Uganda’s budget focus on infrastructure does not bear fruit

What you need to know:

  • Uganda’s secretary to the Treasury Keith Muhakanizi said that the rationale for the continued increase in allocation of funds to infrastructure is that the sector will create more jobs.
  • Uganda has been investing heavily in infrastructure since 2007. But the country’s economic growth plummeted in 2011 and has generally failed to recover.
  • A 2016 World Bank report showed that Uganda was not recouping the money invested in infrastructure due to inefficiency. 

For the seventh year running Uganda will increase the national budget to finance more investments in infrastructure, a strategy that experts say could explain the stagnation of the economy.

For the financial year starting July 2017, Uganda’s budget will increase by 17.7 per cent from Ush25.7 trillion ($7 billion) to Ush30.2 trillion ($8.3 billion).

The biggest beneficiary will be the transport sector, whose budget will increase by 27.3 per cent from Ush3.8 trillion ($7 billion) in the 2016/17 financial year to Ush4.9 trillion ($1.3 billion) in 2017/18.

The energy sector, another beneficiary of the perennial increases in allocations, will receive Ush3 trillion ($820.4 million), which is 26.1 per cent more than last year’s allocation.

Uganda’s secretary to the Treasury Keith Muhakanizi said that the rationale for the continued increase in allocation of funds to infrastructure is that the sector will create more jobs.

Mr Muhakanizi added that availability of electricity, better roads and a functioning transport system will guarantee increased growth in the next three to five years.

A 2016 World Bank report showed that Uganda was not recouping the money invested in infrastructure due to inefficiency. 
For the 2016/17 financial year, Uganda’s economy is expected to grow by at most 4.5 per cent, a percentage point less than had been predicted last June.

Mr Muhukanizi blames this year’s underperformance on the drought that affected productivity in the agricultural sector.

Fred Muhumuza, an independent researcher, said Uganda’s economic growth has been sluggish and that the only way to reverse this trend is for the government to get out of the domestic markets and to invest more on people.

Uganda’s appetite for infrastructure investment has been accompanied by heavy borrowing from the domestic market, which crowds out the private sector. For the 2016/17 financial year, Uganda’s new borrowing from the financial markets will amount to Ush1.4 trillion ($404 million).

The government will also roll over the Ush6.3 trillion ($1.7 billion) that was borrowed from the domestic markets in previous financial years.
According to Mr Muhumuza, the government should pay back this money and get out of the domestic market.
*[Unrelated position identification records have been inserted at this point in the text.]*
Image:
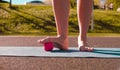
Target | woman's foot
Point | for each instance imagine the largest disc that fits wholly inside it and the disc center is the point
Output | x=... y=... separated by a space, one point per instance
x=59 y=42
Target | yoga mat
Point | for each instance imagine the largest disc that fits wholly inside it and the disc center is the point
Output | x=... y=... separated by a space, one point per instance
x=72 y=52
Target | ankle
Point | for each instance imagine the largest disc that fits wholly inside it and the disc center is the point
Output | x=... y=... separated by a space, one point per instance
x=62 y=37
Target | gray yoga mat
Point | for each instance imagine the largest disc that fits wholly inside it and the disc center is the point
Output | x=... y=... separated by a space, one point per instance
x=72 y=52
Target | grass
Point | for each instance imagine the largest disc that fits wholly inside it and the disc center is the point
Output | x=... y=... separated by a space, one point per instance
x=39 y=20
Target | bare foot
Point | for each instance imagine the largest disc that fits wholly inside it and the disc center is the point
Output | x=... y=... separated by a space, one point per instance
x=59 y=42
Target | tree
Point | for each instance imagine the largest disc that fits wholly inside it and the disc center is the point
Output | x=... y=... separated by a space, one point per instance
x=73 y=3
x=10 y=3
x=115 y=2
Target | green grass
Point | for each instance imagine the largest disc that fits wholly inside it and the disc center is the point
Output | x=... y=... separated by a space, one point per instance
x=39 y=20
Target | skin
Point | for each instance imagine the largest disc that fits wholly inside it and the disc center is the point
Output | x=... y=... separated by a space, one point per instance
x=61 y=10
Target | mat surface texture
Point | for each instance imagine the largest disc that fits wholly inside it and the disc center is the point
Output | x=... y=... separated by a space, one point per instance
x=72 y=52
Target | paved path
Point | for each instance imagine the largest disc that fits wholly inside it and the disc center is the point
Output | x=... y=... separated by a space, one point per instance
x=37 y=63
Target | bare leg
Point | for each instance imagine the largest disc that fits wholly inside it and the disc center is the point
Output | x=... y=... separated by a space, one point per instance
x=84 y=9
x=61 y=12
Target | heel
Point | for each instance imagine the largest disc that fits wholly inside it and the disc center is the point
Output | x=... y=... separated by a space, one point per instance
x=48 y=46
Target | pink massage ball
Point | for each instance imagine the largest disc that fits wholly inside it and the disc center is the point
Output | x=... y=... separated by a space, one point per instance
x=48 y=46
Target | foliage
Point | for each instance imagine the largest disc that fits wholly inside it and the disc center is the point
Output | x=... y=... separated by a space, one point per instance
x=28 y=19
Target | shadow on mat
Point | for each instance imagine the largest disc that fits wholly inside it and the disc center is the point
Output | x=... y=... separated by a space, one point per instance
x=98 y=51
x=108 y=52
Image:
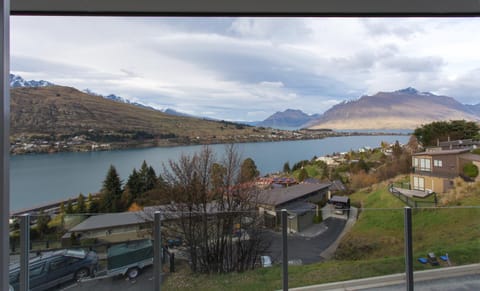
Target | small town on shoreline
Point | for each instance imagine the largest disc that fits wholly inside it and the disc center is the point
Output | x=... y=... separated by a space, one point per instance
x=320 y=195
x=84 y=142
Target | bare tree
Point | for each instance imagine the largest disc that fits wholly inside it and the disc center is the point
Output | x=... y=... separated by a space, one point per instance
x=214 y=213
This would allow banks to lend more to the private sector at a lower rate, which would boost household cash flow and spur demand.

The government should also increase the salaries of lower cadre public servants like teachers, nurses, soldiers and low level police officers, as these people would spend their money within Uganda boosting the market for agricultural produce and locally produced goods, he added.
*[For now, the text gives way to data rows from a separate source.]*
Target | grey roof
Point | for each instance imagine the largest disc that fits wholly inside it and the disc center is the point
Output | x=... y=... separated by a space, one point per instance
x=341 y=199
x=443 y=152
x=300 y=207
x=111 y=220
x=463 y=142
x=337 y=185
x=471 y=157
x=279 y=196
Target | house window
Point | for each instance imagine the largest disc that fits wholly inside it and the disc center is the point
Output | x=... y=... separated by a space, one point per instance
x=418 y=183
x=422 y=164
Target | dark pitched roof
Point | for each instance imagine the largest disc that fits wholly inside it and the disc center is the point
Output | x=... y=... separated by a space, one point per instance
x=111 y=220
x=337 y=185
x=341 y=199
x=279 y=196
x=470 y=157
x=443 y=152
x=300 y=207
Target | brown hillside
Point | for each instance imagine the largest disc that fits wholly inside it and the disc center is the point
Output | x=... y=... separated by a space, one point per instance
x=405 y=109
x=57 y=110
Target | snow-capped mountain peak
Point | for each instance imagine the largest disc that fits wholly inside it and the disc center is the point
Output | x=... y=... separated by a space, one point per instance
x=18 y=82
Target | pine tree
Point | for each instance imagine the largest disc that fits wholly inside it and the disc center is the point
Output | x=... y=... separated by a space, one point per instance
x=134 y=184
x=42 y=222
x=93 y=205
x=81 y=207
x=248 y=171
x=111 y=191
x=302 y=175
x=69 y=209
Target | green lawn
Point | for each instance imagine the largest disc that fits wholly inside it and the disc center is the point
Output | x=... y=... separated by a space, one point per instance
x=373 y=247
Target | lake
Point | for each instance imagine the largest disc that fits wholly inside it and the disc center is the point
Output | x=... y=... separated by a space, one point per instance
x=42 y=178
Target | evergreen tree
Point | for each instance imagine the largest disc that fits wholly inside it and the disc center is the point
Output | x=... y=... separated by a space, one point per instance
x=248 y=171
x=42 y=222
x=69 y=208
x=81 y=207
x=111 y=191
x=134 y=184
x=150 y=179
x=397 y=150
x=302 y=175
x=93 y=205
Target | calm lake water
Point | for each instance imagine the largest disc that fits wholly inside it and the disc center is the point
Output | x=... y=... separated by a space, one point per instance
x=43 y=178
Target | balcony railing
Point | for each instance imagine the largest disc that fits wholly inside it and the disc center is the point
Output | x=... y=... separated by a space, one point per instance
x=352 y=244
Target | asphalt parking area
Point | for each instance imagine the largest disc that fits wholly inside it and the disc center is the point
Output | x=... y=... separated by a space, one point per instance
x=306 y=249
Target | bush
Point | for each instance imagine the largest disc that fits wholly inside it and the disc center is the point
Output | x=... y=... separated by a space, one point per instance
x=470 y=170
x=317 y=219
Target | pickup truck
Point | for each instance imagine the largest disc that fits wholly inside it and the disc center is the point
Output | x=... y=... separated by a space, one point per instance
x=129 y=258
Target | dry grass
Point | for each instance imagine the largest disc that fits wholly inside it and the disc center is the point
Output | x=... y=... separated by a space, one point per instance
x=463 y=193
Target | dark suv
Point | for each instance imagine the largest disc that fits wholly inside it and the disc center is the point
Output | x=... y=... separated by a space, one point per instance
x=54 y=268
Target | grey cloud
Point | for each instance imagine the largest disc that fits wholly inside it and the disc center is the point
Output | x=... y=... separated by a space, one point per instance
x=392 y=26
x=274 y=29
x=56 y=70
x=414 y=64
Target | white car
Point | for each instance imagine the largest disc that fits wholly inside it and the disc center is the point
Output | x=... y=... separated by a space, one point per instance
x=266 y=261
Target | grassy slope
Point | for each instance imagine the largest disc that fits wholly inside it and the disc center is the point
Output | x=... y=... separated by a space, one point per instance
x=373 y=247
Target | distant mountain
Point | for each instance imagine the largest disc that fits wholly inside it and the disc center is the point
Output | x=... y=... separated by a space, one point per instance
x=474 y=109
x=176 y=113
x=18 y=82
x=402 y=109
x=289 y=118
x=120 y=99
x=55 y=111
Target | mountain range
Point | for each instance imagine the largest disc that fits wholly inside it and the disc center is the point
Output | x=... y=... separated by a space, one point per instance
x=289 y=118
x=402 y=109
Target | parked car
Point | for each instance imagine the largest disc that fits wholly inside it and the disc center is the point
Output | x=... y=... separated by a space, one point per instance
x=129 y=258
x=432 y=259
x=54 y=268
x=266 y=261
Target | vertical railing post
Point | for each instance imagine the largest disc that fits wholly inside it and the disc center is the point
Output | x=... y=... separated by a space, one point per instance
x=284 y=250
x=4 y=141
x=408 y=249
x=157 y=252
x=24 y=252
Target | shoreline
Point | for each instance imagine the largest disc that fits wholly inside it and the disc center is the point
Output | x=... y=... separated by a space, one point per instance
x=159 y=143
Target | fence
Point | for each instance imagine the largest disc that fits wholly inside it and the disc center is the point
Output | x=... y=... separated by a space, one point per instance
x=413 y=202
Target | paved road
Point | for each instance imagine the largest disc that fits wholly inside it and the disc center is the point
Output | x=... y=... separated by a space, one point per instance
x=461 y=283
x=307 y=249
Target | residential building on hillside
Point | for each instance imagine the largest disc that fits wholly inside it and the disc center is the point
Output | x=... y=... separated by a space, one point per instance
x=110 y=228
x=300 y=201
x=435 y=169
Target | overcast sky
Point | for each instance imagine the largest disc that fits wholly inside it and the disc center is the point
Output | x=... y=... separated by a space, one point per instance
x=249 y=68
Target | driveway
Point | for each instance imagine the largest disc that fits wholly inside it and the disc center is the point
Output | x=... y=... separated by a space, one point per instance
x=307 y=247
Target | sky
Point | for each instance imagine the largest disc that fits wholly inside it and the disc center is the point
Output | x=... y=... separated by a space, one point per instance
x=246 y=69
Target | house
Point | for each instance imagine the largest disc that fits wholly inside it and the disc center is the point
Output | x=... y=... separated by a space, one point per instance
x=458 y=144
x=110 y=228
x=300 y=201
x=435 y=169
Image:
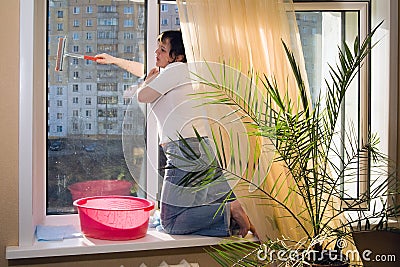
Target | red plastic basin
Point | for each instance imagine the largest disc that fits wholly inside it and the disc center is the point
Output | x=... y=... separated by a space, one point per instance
x=100 y=188
x=114 y=217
However, Mr Muhakanizi argues that stopping infrastructure investment would affect Uganda’s future growth prospects.

Uganda has been investing heavily in infrastructure since 2007. But the country’s economic growth plummeted in 2011 and has generally failed to recover.
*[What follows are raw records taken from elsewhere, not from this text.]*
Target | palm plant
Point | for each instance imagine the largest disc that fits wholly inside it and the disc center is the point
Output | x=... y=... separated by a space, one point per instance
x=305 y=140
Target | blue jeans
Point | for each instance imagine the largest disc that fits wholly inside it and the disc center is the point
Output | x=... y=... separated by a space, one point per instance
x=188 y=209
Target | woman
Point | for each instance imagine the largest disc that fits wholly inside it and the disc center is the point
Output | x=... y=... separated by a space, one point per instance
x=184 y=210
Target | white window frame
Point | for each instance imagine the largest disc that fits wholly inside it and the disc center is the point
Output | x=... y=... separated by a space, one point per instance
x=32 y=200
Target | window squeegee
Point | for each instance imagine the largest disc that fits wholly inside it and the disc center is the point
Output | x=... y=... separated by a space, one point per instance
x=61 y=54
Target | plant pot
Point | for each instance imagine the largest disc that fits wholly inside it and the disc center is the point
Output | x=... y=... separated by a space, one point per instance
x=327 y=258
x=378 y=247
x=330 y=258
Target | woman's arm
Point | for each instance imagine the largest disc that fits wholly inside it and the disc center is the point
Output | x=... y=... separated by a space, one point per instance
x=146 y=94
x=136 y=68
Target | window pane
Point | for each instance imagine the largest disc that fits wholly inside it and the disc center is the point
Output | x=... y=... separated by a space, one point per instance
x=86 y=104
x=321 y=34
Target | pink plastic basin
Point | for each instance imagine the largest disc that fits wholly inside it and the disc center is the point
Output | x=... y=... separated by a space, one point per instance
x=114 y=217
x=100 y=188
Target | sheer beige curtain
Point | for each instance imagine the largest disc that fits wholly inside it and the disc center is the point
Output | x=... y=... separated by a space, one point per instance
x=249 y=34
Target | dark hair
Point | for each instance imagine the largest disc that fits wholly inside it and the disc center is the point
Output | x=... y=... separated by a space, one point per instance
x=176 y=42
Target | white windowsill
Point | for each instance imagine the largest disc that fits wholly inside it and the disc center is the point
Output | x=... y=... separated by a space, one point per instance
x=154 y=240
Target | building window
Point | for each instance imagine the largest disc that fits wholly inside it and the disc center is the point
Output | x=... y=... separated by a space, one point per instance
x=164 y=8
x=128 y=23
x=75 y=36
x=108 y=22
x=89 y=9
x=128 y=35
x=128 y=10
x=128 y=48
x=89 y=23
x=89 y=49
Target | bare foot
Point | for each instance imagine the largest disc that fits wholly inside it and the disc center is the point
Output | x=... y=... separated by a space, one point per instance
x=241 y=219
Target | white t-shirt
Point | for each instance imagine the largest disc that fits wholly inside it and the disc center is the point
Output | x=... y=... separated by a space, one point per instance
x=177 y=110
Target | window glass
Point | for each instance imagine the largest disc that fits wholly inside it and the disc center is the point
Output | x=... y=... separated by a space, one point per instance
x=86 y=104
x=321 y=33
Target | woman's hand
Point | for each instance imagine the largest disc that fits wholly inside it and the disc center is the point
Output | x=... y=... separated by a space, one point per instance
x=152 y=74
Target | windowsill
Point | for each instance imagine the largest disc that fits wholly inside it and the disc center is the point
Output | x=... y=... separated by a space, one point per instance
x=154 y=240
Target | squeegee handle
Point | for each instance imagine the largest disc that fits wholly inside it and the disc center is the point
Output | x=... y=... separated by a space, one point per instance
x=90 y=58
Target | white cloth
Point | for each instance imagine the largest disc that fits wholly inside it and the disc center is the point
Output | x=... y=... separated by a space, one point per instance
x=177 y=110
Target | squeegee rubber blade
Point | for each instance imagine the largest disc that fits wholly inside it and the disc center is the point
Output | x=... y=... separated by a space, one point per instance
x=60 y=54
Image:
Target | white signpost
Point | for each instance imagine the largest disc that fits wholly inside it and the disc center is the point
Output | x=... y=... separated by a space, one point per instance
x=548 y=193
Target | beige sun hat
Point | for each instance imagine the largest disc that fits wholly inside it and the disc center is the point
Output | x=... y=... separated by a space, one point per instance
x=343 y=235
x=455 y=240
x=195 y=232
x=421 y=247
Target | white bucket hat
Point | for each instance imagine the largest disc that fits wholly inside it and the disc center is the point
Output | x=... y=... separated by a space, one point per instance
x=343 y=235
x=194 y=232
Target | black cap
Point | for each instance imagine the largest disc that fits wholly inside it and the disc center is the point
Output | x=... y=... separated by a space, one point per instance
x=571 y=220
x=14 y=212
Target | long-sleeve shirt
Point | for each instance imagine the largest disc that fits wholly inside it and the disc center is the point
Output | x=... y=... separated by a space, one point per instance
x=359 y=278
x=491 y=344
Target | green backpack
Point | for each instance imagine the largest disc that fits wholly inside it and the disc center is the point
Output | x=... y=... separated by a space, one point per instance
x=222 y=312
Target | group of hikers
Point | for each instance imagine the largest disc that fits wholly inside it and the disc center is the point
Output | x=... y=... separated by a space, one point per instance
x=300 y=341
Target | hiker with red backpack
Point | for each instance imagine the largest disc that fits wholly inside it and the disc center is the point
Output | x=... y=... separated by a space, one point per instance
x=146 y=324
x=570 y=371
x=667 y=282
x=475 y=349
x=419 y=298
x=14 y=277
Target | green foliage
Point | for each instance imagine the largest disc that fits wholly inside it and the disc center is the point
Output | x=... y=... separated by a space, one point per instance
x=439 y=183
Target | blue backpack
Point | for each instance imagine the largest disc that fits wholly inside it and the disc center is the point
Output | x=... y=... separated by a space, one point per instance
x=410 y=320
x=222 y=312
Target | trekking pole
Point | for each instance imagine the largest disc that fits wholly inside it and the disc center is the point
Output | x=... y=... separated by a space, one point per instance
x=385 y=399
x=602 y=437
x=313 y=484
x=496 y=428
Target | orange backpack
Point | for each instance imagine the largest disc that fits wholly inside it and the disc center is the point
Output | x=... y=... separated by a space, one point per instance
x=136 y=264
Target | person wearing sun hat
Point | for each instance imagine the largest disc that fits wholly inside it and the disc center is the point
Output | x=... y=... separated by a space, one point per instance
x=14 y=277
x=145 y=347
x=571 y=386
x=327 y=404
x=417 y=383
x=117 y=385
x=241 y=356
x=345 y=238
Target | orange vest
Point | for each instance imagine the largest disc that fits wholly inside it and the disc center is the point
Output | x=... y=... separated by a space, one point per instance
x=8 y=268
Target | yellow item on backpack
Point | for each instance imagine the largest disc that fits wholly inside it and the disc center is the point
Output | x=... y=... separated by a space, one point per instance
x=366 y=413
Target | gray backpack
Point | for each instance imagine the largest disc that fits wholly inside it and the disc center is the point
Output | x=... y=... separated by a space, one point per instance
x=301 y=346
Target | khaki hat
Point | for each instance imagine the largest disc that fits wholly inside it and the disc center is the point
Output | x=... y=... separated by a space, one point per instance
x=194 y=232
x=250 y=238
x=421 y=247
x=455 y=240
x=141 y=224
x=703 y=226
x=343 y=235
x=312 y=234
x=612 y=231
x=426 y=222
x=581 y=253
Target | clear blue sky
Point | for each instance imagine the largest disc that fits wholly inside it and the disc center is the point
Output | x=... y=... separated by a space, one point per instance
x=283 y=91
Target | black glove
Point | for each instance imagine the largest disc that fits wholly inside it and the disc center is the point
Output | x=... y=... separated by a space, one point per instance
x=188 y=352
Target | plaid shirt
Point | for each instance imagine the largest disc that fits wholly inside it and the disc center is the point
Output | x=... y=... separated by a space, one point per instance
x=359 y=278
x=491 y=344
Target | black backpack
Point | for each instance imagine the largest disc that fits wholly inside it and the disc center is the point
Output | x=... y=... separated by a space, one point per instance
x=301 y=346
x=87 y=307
Information from the national planning authority shows that for the five year period in which the first national development plan was under implementation, economic growth averaged 5.5 per cent instead of the 7.2 per cent that had been projected.

Augustus Nuwagaba, a lecturer at Makerere University, said the problem of underperformance is worsened by the fact that with a population growth rate of 3 per cent, Uganda’s actual economic growth is only around 2 per cent.

“For Uganda to achieve the revenues and other economic indications it needs, growth would have to be 12.8 per cent,” Mr Nuwagaba said.
Godber Tumushabe, an associate director at the Great Lakes Institute for Strategic Studies, said that the government would need to allocate Ush1 billion ($276,000) to each of Uganda’s 1,403 sub counties to be invested in increasing agricultural productivity. The areas to be covered would include marketing, provision of extension workers, and improved usage of water resources.

Mr Tumushabe added that for this money to make a difference, it should be the sub counties that decide on how it is spent. The current arrangement is that the Ministry of Agriculture and its departments spend most of the sector’s allocation. 

In the coming financial year, agriculture will receive Ush846.7 billion ($231 million), compared with the Ush823.42 billion ($225.2 million) from the previous financial year.

One of the biggest beneficiaries from the agricultural sector is the National Agricultural Advisory Services (NAADS). According to Mr Nuwagaba, the project does not address low productivity in the agricultural sector.

Yet in the 2016/17 financial year, Uganda more than doubled allocations to the agricultural sector, thanks to a 2016 campaign promise by President Yoweri Museveni to increase NAADS allocations to Ush1 trillion ($273.5 million).
This willingness to implement this campaign promise appears to have waned as Mr Muhakanizi says the focus now is on development expenditure and infrastructure.